Steroidal Joint Injections

Injection of corticosteroid to suppress inflammation and relieve pain, particularly effective for inflammatory arthritis conditions.

The basics

Joint injections are a minimally invasive procedure used to provide medium to long term pain relief for joint pain. Steroid injections are a common type of joint injection used to treat pain and inflammation associated with osteoarthritis or inflammatory arthritis conditions. These conditions can cause cartilage and lubricating joint fluid to break down, leading to increased friction and joint pain. Joint injections allow medication to be directly inserted into the affected joint(s) to produce a targeted effect, providing pain relief while allowing for physiotherapy and lifestyle changes necessary for long-term improvement.

Who's it for?

Joint injections, including steroid injections, are for people experiencing pain and inflammation associated with osteoarthritis or inflammatory arthritis conditions. The injections allow medication to be delivered directly into the affected joint(s), providing targeted pain relief. Joint injections are not recommended for people who have infections or bleeding disorders.

How it works?

Medical imaging, such as an ultrasound or CT, is used to place the needle into the joint cavity. Corticosteroid, combined with a local anaesthetic, is then administered into the joint. The needle is removed, and the procedure is complete.

Therapies & treatments

We use a long-acting steroid called Triamcinolone in joint injections.
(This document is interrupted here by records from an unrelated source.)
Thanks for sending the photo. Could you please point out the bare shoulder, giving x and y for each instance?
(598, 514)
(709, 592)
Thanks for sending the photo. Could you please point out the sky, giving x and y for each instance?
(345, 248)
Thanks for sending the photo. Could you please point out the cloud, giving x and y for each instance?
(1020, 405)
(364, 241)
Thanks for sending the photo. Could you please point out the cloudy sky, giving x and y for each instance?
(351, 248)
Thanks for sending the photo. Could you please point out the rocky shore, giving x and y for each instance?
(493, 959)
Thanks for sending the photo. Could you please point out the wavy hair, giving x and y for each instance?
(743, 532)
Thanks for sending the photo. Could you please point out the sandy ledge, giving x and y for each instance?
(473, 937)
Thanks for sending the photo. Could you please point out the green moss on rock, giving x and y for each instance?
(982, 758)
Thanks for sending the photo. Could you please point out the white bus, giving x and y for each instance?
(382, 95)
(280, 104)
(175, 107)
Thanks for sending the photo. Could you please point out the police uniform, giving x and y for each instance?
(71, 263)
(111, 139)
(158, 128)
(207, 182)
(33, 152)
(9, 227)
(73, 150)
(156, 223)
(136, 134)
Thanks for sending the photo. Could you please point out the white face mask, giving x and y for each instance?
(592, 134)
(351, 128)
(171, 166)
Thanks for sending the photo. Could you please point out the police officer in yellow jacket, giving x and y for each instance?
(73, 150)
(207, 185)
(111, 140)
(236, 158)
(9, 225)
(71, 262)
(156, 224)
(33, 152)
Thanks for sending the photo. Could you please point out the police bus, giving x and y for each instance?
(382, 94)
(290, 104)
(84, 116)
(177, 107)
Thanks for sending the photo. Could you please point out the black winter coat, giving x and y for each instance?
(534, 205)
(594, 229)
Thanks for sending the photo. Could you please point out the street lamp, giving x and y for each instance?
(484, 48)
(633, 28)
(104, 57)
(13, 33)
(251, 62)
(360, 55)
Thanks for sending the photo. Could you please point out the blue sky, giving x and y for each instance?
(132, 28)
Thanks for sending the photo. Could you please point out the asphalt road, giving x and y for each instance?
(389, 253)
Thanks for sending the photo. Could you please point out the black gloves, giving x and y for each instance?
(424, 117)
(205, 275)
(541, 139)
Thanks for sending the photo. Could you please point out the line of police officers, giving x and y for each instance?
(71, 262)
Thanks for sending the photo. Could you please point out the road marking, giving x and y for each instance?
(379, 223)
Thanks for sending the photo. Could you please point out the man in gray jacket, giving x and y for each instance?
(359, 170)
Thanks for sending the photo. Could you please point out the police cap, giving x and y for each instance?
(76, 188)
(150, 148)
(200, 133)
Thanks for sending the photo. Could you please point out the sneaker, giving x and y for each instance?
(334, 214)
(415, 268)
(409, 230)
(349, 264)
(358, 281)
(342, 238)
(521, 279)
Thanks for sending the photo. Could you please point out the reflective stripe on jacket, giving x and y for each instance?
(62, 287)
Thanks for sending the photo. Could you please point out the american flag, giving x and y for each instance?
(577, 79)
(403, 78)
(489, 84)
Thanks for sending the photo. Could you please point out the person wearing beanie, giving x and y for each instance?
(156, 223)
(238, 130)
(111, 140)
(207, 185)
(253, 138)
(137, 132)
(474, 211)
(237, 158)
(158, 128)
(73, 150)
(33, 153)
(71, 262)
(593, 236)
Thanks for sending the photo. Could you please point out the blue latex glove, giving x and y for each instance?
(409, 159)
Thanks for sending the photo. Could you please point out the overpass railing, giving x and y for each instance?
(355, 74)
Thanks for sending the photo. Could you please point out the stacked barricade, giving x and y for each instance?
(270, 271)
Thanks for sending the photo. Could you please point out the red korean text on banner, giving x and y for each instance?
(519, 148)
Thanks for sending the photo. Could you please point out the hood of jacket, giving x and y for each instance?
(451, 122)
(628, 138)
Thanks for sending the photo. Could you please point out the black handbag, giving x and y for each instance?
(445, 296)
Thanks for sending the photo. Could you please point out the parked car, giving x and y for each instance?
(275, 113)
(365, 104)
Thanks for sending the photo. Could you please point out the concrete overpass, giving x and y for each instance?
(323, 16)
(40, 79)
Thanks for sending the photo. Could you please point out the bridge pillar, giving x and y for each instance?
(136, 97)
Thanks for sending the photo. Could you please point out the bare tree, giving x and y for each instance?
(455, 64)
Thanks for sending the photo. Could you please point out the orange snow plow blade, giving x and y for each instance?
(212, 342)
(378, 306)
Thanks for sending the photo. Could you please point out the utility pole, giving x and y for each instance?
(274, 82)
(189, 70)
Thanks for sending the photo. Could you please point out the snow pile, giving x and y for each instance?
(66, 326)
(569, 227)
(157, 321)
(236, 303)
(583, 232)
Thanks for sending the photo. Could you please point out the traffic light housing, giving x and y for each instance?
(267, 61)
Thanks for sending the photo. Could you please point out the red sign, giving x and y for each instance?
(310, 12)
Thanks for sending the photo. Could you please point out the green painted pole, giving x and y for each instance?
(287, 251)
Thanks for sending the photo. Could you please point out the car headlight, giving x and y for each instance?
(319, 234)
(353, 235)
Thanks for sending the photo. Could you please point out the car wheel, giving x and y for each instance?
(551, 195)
The steroid takes effect after 24 hours, and the beneficial effects slowly increase over the next four weeks. The use of a steroid within the joint can provide pain relief for six weeks to six months, depending on your condition. After the injection, it is best to avoid strenuous activities for 48 hours. However, you can resume your normal day-to-day activities immediately.

Risks & considerations

Common side effects include local tenderness, bruising, or swelling over the needle site. Steroids have immunosuppressant effects, which may increase susceptibility to infection. For this reason, the procedure will not be performed if you have any form of infection. As a rule, no more than three treatments should be performed in a 12-month period. More frequent treatments may increase the risk of weakened tissue and may possibly accelerate arthritis. Rarely, side effects associated with corticosteroid use include hypertension, oedema, hyperglycaemia, and altered mental state. Anaphylactic or hypersensitivity reactions are rare but possible with steroid injections.